Por la tarde.
Cuando los arboles se mueven al compás del viento y los pajarillos entonan una dulce melodía que inunda cada rincón del bosque brindando una maravillosa sinfonía. Si a esa hora, es cuando un par de amantes se encuentran en las profundidades de aquel verde recinto.
Justo al atardecer.
Cuando los pobladores están por terminar sus jornadas laborales y los niños juegan en la plazuela, el dúo se entrega entre dulces pero impuras caricias.
Sucumbiendo antes sus deseos carnales, prohibidos para todo aquel que frente a los ojos de Dios juraba serle fiel a su fe.

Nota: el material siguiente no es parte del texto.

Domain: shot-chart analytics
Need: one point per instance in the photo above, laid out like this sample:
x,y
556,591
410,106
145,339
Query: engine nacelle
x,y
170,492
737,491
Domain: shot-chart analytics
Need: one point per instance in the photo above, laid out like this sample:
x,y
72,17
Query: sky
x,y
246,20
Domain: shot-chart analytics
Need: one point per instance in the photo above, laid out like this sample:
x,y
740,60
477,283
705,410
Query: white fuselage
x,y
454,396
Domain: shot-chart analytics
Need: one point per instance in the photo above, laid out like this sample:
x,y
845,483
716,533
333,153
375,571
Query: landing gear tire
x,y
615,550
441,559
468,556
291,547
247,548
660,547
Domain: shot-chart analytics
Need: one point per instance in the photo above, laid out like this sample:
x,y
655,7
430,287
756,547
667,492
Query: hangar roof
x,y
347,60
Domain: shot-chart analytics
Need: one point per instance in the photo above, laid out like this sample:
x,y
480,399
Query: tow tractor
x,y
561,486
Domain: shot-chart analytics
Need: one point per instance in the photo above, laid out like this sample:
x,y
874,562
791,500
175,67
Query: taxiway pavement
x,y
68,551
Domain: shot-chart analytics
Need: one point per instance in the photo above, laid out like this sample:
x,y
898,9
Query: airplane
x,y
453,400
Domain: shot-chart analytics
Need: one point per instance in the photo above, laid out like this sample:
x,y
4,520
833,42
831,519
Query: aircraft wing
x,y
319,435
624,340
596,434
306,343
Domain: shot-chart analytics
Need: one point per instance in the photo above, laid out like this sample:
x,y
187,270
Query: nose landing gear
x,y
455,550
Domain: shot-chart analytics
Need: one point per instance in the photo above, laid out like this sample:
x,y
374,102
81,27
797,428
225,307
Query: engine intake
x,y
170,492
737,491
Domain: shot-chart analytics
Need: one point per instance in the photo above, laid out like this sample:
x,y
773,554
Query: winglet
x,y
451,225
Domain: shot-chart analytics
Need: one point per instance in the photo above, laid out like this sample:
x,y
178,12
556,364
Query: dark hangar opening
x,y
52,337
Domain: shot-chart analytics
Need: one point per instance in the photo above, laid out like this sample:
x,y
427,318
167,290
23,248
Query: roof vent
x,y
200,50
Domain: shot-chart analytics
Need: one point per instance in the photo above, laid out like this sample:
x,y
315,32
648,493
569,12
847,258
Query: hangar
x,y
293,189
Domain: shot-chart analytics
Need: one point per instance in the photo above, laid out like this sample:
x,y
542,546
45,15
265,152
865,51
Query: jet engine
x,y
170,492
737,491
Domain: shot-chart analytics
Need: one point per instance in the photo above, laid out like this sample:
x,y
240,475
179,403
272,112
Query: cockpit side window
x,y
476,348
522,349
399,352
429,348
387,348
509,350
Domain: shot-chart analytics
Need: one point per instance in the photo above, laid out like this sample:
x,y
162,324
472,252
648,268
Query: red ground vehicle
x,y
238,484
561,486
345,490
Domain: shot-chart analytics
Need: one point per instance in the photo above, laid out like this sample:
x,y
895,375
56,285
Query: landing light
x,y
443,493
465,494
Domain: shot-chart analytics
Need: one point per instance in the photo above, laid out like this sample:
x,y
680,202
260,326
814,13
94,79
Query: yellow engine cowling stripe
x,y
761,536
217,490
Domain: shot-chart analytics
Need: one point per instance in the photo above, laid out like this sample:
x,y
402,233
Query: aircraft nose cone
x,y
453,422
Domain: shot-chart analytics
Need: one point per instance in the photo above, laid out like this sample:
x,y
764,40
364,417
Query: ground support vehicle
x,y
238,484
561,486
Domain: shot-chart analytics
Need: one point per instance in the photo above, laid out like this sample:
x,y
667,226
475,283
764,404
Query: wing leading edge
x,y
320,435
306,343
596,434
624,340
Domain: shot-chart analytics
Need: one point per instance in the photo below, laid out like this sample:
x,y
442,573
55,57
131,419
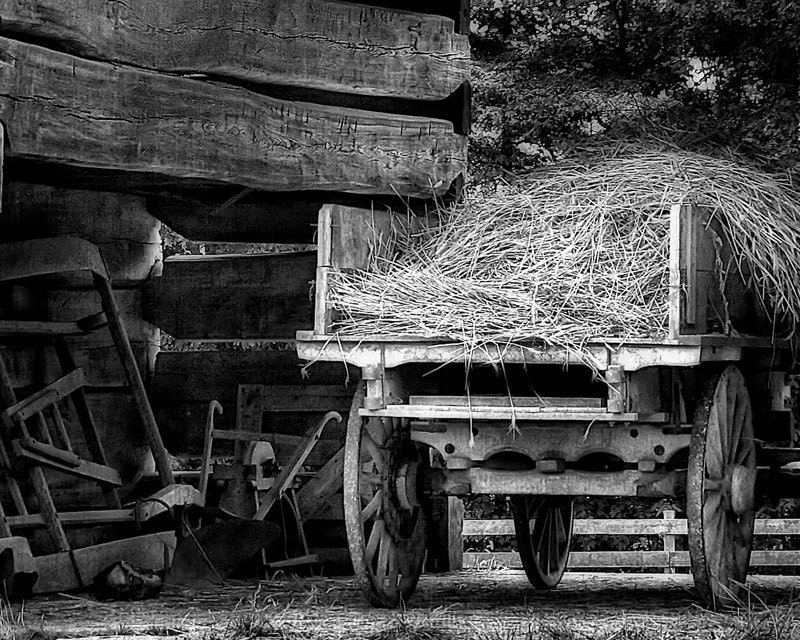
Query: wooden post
x,y
669,538
445,543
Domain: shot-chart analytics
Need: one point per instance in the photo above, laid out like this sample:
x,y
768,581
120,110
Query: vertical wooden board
x,y
445,545
128,236
359,234
674,301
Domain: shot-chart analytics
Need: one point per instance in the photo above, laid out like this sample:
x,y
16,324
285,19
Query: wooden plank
x,y
629,526
120,225
188,372
504,401
153,551
445,545
558,414
311,43
322,313
75,518
259,296
357,235
281,219
39,328
53,392
628,559
456,10
36,364
91,114
82,469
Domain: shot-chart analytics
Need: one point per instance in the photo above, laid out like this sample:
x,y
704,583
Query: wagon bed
x,y
703,411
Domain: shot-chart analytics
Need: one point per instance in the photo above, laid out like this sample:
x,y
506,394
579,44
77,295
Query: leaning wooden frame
x,y
689,414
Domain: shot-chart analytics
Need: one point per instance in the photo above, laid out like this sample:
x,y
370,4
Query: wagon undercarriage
x,y
697,415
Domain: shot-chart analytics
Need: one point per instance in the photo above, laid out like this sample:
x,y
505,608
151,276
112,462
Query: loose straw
x,y
573,253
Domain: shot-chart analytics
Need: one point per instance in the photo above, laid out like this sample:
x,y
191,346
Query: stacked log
x,y
229,122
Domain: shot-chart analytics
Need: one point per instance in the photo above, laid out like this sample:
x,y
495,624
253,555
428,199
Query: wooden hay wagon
x,y
690,415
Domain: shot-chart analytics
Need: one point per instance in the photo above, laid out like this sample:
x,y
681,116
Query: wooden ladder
x,y
34,434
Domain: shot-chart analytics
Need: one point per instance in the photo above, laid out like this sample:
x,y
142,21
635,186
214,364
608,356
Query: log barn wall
x,y
228,122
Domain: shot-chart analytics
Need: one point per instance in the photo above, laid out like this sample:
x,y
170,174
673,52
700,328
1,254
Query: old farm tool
x,y
236,530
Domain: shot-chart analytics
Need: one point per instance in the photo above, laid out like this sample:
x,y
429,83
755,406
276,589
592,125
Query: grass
x,y
14,627
606,611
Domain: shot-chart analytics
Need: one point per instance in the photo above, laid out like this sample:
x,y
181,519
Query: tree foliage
x,y
551,75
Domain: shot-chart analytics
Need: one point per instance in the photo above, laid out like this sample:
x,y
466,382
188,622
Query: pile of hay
x,y
573,253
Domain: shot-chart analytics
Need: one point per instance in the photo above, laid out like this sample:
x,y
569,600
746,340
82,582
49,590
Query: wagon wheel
x,y
383,515
720,488
543,525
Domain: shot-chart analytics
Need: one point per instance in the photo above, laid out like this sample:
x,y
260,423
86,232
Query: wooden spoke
x,y
720,511
543,525
386,539
374,540
372,506
371,447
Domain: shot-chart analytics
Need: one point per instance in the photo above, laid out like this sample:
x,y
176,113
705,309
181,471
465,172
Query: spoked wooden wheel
x,y
543,525
720,500
383,516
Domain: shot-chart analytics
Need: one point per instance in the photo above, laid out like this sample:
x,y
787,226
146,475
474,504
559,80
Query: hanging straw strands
x,y
573,253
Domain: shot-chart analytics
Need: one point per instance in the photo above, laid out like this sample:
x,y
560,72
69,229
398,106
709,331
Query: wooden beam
x,y
288,220
60,108
230,297
126,234
332,46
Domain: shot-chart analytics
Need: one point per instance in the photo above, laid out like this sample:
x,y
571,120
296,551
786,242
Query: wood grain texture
x,y
331,46
229,297
91,114
127,235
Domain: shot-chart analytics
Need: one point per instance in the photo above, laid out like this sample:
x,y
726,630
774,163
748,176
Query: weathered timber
x,y
119,225
60,108
230,215
284,220
30,364
333,46
456,10
188,371
181,424
31,361
229,297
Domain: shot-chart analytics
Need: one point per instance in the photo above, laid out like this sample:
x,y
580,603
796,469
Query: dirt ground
x,y
490,605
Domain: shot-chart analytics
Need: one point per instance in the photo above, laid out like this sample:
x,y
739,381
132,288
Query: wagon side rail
x,y
708,289
669,528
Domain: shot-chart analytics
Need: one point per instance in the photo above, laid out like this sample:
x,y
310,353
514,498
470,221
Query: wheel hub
x,y
406,485
742,489
401,499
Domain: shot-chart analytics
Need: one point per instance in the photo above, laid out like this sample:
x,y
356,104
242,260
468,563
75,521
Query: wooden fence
x,y
667,558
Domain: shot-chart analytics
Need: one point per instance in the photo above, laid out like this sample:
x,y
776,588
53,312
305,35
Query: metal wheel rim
x,y
387,548
720,540
543,526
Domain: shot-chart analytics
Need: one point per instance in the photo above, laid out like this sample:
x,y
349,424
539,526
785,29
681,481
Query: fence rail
x,y
669,528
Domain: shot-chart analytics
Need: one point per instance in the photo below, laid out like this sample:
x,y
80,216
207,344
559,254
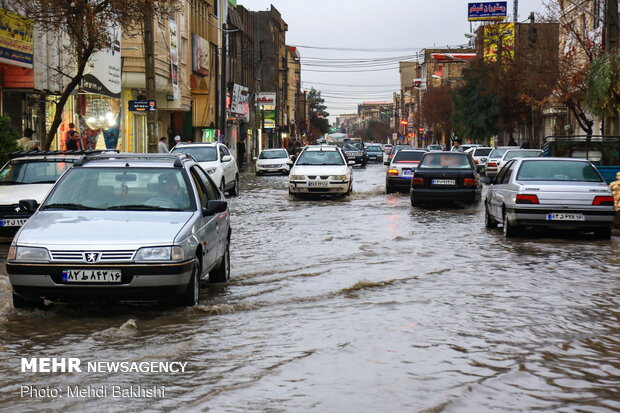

Prohibido para todo ser humano sobre la faz del planeta que anhela un descanso eterno en la gloria con nuestro señor.
Una sinfonía de jadeos indiscretos y exigencias se veían opacadas solamente por los susurros que contaba el viento, sus pieles se encubrían con los brotes florales en los cuales suelen rodar mientras son uno solo.
Se besan con pasión mientras la cascada rojiza del crepúsculo les baña de un calor reconfortante reflejando sus colores en los cuerpos de porcelana agitados y fundidos en un abrazo dando a conocer que es momento de su tan temida pero habitual despedida.
Por la tarde, justo cuando una visita inesperada (espera, casi temida) llega preguntando por el conde y esta es envuelta en una serie de mentiras protagonizadas por los sirvientes, cuando los caballos comienzan a rondar al momento de escuchar a sus amos llamar.
Si, justo en ese momento el conde Phantomhive se deja vestir cual muñeca, dócil disfrutando del tacto cálido que su amado demonio le brinda. Haciéndole caer una vez más en el insaciable deseo por su cuerpo. Consumiéndose cual fosforo.
—Esta es la última vez—. Asevera con determinación.
—Bocchan lleva más de un año diciéndome lo mismo.
—Es enserio, Sebastian. Ya no puedo seguir con esto...
Y como cada tarde el vuelve a mentir.